Each of those men listed above was a Native American hero, and people relate to people much more quickly than politically correct slogans. I’d vote for Crazy Horse Day, nobody would forget that, and he is a remarkable figure in our history.

My town has just gone through an agonizingly, expensive, pointless, and very ugly brawl (you know, the guys in their pickups with the big flags, the screaming at school board members) over the high school football logo, which featured a Native American chief as a symbol.

I admit I couldn’t relate to this fight in either way. Kids and teachers should choose whatever symbol they want, and if it turns out to offend a lot of people, they should choose one that doesn’t. It doesn’t seem all that hard to me

The angry mob bullied a traumatized school board into keeping the symbol, and then the state came in and banned schools from using Native American figures as sports symbols altogether. Here we go again, more thousands of dollars wasted, more rallies around town, more flags on even bigger pickups, no one even thinks about education.

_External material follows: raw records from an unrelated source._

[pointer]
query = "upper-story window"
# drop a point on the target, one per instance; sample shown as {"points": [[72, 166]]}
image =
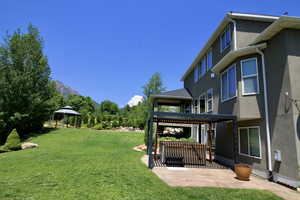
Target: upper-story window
{"points": [[202, 67], [195, 106], [209, 60], [210, 100], [196, 74], [202, 103], [225, 39], [228, 83], [249, 76]]}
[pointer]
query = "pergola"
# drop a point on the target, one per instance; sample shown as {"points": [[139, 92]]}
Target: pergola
{"points": [[189, 118], [66, 112]]}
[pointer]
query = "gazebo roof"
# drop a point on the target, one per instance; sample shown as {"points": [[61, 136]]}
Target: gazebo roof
{"points": [[174, 94], [68, 110]]}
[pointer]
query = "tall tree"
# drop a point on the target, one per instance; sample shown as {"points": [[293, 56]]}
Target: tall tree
{"points": [[154, 86], [109, 107], [25, 85]]}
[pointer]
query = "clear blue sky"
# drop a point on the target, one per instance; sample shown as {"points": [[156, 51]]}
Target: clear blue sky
{"points": [[109, 49]]}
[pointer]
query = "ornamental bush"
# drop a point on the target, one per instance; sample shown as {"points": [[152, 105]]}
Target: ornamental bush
{"points": [[13, 142]]}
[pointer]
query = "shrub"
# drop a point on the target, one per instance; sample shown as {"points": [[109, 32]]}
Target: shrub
{"points": [[13, 141]]}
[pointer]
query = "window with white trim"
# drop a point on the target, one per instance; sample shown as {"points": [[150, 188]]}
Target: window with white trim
{"points": [[249, 76], [228, 83], [225, 39], [202, 67], [209, 60], [210, 100], [249, 141], [202, 103], [196, 74]]}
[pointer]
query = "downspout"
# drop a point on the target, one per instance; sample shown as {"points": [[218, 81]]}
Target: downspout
{"points": [[234, 33], [266, 114]]}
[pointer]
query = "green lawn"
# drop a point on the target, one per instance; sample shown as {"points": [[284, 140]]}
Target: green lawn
{"points": [[88, 164]]}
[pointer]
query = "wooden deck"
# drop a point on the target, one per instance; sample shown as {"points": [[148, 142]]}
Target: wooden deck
{"points": [[211, 165]]}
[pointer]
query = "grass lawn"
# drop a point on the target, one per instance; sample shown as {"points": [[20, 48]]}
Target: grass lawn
{"points": [[89, 164]]}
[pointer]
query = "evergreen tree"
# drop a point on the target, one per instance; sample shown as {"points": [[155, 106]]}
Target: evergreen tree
{"points": [[25, 86]]}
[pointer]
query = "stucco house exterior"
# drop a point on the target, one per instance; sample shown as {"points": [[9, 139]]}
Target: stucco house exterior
{"points": [[250, 68]]}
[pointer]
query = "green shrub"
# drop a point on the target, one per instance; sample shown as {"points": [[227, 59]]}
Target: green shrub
{"points": [[98, 126], [13, 141]]}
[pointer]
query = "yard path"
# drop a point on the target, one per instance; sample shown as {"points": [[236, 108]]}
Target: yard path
{"points": [[225, 178]]}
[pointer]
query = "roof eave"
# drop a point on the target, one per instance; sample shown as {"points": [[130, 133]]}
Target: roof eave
{"points": [[256, 17], [232, 55], [282, 23]]}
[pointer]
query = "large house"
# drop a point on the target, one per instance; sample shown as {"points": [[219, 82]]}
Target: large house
{"points": [[249, 68]]}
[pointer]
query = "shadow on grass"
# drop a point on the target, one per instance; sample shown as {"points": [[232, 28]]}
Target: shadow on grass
{"points": [[43, 131]]}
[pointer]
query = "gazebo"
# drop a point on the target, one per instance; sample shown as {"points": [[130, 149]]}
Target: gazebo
{"points": [[64, 113]]}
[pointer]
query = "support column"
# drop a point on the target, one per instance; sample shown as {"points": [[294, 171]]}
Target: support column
{"points": [[156, 140], [235, 140], [150, 144]]}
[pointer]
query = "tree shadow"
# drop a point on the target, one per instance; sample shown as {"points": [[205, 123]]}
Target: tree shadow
{"points": [[43, 131]]}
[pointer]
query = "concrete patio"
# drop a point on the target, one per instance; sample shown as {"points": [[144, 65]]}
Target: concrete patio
{"points": [[204, 177]]}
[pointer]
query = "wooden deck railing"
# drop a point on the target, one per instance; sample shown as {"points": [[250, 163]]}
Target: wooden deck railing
{"points": [[182, 153]]}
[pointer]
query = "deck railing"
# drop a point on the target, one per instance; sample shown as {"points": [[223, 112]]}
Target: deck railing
{"points": [[182, 153]]}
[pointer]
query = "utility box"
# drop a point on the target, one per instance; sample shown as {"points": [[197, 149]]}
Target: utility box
{"points": [[277, 155]]}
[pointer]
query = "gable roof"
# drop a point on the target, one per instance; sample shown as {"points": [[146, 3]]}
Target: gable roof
{"points": [[228, 18]]}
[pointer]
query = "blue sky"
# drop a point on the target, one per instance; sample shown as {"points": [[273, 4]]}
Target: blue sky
{"points": [[109, 49]]}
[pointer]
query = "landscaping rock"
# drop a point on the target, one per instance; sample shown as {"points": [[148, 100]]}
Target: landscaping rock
{"points": [[140, 148], [28, 145]]}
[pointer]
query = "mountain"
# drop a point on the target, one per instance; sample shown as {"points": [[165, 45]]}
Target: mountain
{"points": [[64, 89]]}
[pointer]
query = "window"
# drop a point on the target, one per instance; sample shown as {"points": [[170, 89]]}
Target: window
{"points": [[202, 67], [249, 76], [225, 39], [228, 83], [202, 103], [210, 100], [209, 60], [187, 108], [196, 74], [195, 106], [249, 141]]}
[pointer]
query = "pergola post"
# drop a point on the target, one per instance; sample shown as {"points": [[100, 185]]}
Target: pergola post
{"points": [[156, 140], [150, 144]]}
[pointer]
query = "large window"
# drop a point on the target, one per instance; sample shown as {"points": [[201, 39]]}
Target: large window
{"points": [[202, 67], [202, 103], [249, 141], [228, 83], [209, 60], [210, 100], [195, 106], [249, 76], [196, 74], [225, 39]]}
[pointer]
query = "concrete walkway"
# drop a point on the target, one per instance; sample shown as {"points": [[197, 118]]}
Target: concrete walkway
{"points": [[202, 177]]}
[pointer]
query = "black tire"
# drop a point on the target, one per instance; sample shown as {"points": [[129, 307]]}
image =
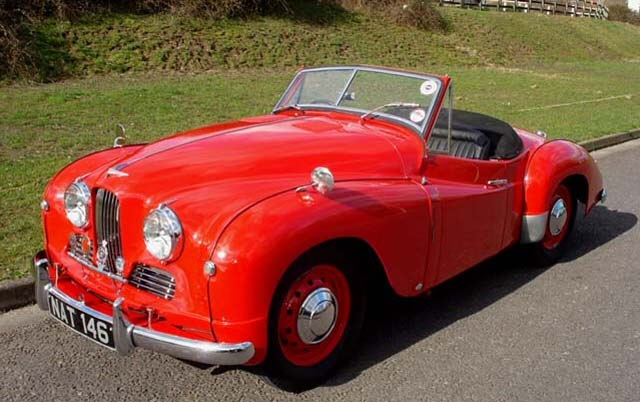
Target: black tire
{"points": [[541, 253], [289, 376]]}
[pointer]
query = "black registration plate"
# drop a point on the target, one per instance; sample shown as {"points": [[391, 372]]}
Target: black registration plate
{"points": [[97, 330]]}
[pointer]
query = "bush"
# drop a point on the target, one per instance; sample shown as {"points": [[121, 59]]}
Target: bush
{"points": [[622, 13]]}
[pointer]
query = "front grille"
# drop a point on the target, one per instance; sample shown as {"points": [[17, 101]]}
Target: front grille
{"points": [[153, 280], [107, 220]]}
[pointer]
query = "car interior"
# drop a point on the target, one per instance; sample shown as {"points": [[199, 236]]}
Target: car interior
{"points": [[475, 136]]}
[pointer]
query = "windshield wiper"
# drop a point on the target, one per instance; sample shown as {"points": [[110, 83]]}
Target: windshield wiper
{"points": [[288, 107], [370, 114]]}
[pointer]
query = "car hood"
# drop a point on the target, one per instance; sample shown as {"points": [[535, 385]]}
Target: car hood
{"points": [[209, 175]]}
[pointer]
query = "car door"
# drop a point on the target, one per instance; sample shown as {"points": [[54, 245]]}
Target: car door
{"points": [[470, 203]]}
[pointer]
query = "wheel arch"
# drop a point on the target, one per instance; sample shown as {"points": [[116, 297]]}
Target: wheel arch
{"points": [[385, 225], [358, 251], [554, 163]]}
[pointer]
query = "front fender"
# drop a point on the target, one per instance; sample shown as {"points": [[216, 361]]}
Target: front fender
{"points": [[551, 164], [257, 248]]}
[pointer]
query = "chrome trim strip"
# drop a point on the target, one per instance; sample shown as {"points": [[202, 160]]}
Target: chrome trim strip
{"points": [[603, 195], [96, 269], [533, 227], [41, 274], [128, 336]]}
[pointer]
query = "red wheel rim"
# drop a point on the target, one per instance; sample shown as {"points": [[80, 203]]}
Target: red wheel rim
{"points": [[551, 240], [318, 279]]}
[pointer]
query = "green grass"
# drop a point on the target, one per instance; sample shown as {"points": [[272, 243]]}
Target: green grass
{"points": [[162, 42], [502, 63], [45, 127]]}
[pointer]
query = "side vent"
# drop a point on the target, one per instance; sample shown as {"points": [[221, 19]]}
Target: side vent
{"points": [[153, 280]]}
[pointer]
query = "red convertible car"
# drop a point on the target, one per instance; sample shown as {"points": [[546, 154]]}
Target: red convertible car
{"points": [[257, 241]]}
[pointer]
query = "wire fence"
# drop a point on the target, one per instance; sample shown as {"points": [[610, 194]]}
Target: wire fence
{"points": [[582, 8]]}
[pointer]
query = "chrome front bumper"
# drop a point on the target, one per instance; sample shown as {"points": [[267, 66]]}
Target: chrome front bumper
{"points": [[128, 336]]}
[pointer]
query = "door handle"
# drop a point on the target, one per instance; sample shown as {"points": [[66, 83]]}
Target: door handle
{"points": [[497, 182]]}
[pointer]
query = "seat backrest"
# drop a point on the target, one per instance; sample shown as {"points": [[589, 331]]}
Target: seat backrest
{"points": [[467, 143]]}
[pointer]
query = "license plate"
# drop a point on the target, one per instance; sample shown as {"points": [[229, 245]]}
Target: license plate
{"points": [[92, 327]]}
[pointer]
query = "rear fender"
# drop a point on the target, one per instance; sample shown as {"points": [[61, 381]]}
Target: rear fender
{"points": [[551, 164], [257, 248]]}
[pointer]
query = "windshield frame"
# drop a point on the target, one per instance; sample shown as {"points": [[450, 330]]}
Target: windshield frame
{"points": [[421, 129]]}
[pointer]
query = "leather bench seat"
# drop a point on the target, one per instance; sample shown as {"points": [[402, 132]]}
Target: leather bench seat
{"points": [[467, 143]]}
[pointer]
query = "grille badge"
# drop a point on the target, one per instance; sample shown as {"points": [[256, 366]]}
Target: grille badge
{"points": [[103, 255], [115, 171]]}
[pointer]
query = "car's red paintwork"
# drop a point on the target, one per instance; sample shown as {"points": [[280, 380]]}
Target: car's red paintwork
{"points": [[234, 187]]}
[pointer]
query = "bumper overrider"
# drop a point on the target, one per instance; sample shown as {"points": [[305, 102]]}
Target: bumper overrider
{"points": [[127, 336]]}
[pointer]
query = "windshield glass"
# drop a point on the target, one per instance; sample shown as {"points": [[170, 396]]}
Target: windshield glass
{"points": [[402, 97]]}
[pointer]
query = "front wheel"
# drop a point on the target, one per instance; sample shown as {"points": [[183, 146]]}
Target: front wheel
{"points": [[316, 316], [562, 211]]}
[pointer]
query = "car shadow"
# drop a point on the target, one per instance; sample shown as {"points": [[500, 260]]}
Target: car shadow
{"points": [[399, 323]]}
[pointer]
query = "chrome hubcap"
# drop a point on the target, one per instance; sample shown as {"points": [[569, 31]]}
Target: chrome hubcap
{"points": [[558, 217], [317, 316]]}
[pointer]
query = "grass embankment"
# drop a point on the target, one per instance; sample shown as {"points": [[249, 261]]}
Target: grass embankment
{"points": [[131, 43], [44, 127]]}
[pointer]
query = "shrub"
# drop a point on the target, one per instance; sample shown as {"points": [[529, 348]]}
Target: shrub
{"points": [[622, 13]]}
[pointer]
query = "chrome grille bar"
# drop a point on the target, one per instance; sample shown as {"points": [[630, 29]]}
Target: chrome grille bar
{"points": [[153, 280], [107, 218]]}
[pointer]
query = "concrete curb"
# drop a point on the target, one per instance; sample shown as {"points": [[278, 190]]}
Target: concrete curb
{"points": [[20, 292], [16, 293], [610, 140]]}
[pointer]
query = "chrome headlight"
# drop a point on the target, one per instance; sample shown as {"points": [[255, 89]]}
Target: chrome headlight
{"points": [[76, 203], [162, 232]]}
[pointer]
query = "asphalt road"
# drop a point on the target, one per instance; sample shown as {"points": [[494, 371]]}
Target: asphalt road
{"points": [[501, 332]]}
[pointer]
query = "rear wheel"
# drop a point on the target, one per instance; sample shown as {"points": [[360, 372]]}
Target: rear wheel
{"points": [[316, 317], [562, 210]]}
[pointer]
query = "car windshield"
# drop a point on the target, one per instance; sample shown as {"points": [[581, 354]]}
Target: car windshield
{"points": [[402, 97]]}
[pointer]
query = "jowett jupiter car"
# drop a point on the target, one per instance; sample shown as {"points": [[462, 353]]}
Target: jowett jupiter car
{"points": [[255, 241]]}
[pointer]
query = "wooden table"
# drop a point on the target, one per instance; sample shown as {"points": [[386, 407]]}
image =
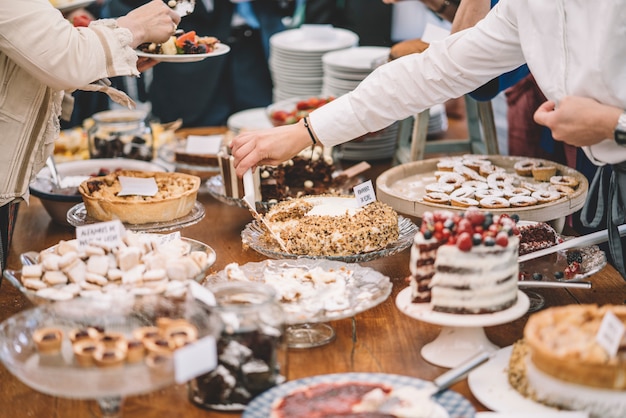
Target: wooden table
{"points": [[381, 339]]}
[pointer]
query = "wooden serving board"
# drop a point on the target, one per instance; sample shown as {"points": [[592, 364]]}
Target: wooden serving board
{"points": [[402, 187]]}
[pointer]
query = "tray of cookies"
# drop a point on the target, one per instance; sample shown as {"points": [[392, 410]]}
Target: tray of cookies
{"points": [[536, 189]]}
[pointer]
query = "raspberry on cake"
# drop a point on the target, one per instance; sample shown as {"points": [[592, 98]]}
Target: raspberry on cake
{"points": [[465, 263]]}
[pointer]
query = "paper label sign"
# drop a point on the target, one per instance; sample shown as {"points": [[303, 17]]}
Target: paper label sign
{"points": [[195, 359], [364, 193], [137, 186], [202, 145], [202, 294], [109, 233], [610, 333]]}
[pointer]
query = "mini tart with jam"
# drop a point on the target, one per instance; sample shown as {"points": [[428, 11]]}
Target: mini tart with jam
{"points": [[48, 340], [181, 333], [84, 350], [175, 197], [105, 356]]}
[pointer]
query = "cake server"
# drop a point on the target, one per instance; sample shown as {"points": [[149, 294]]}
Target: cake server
{"points": [[456, 373], [578, 242], [250, 199]]}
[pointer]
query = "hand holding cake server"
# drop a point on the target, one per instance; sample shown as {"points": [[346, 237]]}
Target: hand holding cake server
{"points": [[582, 76]]}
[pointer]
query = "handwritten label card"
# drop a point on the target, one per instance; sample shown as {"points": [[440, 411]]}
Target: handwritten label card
{"points": [[610, 333], [364, 193], [137, 186], [195, 359], [109, 233], [205, 144]]}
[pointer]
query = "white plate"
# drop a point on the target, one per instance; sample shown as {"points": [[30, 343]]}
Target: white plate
{"points": [[302, 39], [363, 58], [365, 288], [249, 119], [68, 6], [489, 383], [454, 404], [220, 49]]}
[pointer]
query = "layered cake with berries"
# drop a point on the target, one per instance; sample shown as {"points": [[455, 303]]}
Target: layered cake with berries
{"points": [[465, 263], [561, 363], [332, 225]]}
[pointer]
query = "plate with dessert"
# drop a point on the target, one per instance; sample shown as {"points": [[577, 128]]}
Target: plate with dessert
{"points": [[536, 189], [330, 227], [557, 365], [185, 160], [311, 290], [146, 264], [312, 172], [567, 265], [183, 47], [350, 393], [154, 202], [104, 349]]}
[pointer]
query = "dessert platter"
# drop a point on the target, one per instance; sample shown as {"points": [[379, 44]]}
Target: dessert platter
{"points": [[46, 347], [272, 403], [143, 201], [563, 362], [461, 336], [78, 216], [312, 292], [464, 276], [220, 49], [409, 188], [203, 166], [336, 246], [48, 276]]}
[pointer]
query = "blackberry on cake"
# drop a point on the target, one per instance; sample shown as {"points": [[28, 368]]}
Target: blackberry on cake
{"points": [[465, 263]]}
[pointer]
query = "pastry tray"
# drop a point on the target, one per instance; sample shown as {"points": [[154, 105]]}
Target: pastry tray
{"points": [[394, 188]]}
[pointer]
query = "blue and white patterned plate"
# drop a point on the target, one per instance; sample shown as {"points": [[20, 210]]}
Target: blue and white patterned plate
{"points": [[455, 404]]}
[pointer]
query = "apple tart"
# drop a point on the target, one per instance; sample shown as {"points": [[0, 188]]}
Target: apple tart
{"points": [[174, 199], [562, 344]]}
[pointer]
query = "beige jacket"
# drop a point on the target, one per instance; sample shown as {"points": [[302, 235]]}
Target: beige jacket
{"points": [[42, 56]]}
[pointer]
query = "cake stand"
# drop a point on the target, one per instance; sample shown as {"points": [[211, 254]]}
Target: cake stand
{"points": [[58, 374], [462, 336]]}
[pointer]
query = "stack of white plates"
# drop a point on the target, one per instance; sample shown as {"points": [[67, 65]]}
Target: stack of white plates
{"points": [[296, 58], [344, 70], [372, 146]]}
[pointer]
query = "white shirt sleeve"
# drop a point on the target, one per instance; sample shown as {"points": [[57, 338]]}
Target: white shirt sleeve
{"points": [[447, 69]]}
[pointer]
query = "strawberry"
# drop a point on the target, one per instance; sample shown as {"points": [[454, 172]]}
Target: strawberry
{"points": [[81, 20]]}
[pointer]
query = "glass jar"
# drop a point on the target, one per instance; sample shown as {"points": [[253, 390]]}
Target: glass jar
{"points": [[121, 134], [252, 352]]}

And not one student has gotten one thing they might need. I was fantasizing that if the people who rallied for the logo ever fought that hard for the school budget, we’d have the best high school in America. I’m not holding my breath.

The true legacy of this fight over the football team’s logo was thousands of ugly signs spouting up like ragweed all over pretty town urging people to “protect the pride.” I’ll sign any petition if they don’t put those signs up again or, God forbid, make new ones. It seemed in our town, pride in high school had nothing to do with learning, but everything to do with the contrived culture wars ripping America apart.

I’m not proud of that.

I wonder if a single one of these protestors will ever come to a school board meeting again, and also who will pick up all those awful signs, many of which are still rotting on green lawns? I also wondered if this fight would improve the schools in any measurable way.

Perhaps the real problem in the country is that white men don’t have enough to keep them occupied. And if the angry white men of Cambridge are so eager to keep a Native American Chief as their football team symbol, why not go all the way and embrace “Indigenous People’s Day.” That would shut up all those liberal elitists in a hurry.

I think the logo supporters might relate to Geronimo a lot more than Christopher Columbus, who didn’t even know where he had landed. The defenders of the tribe have a lot more in common with Geronimo than the hapless Columbus.

I try to avoid left-right cultural battles,  they turn my stomach, but every time I read anything about our history with the Native Americans, I feel deep shame. They are entitled to anything they want, for our sake as well as theirs.

I was asked to get involved in the town “tribe” battle, but politics are a poison now, and I have no interest in jumping into a cesspool like that. There are no winners in a fight like that, only more losers.

The primary function of politics for me is the occasional chance to write about it; there is nothing like it.

Happy Peace And Compassion Day.

 

7 Comments

  1. Nutjobs yelling at school boards, teachers and administrators and healthcare people are crawling out of the woodwork. My heart is sad on some days to see the state our country is in.

  2. “I imagine Indigenous People’s Day has Fox News and their aging and angry white “commentators” in an orgiastic frenzy.”

    Funny, funny, funny.

  3. I’m really loving this Black and White photo , your confinement is paying off by heightening your creativity. You have found beauty in some of the simplest subjects.
    Thanks for sharing your whole journey

  4. I am officially declaring every October 11th “Peace and Compassion Day” even if I’m the only one doing it. I can’t think of anything more important to celebrate and reflect on. If it becomes a “thing,” you Jon should be the first and only Grand Marshall!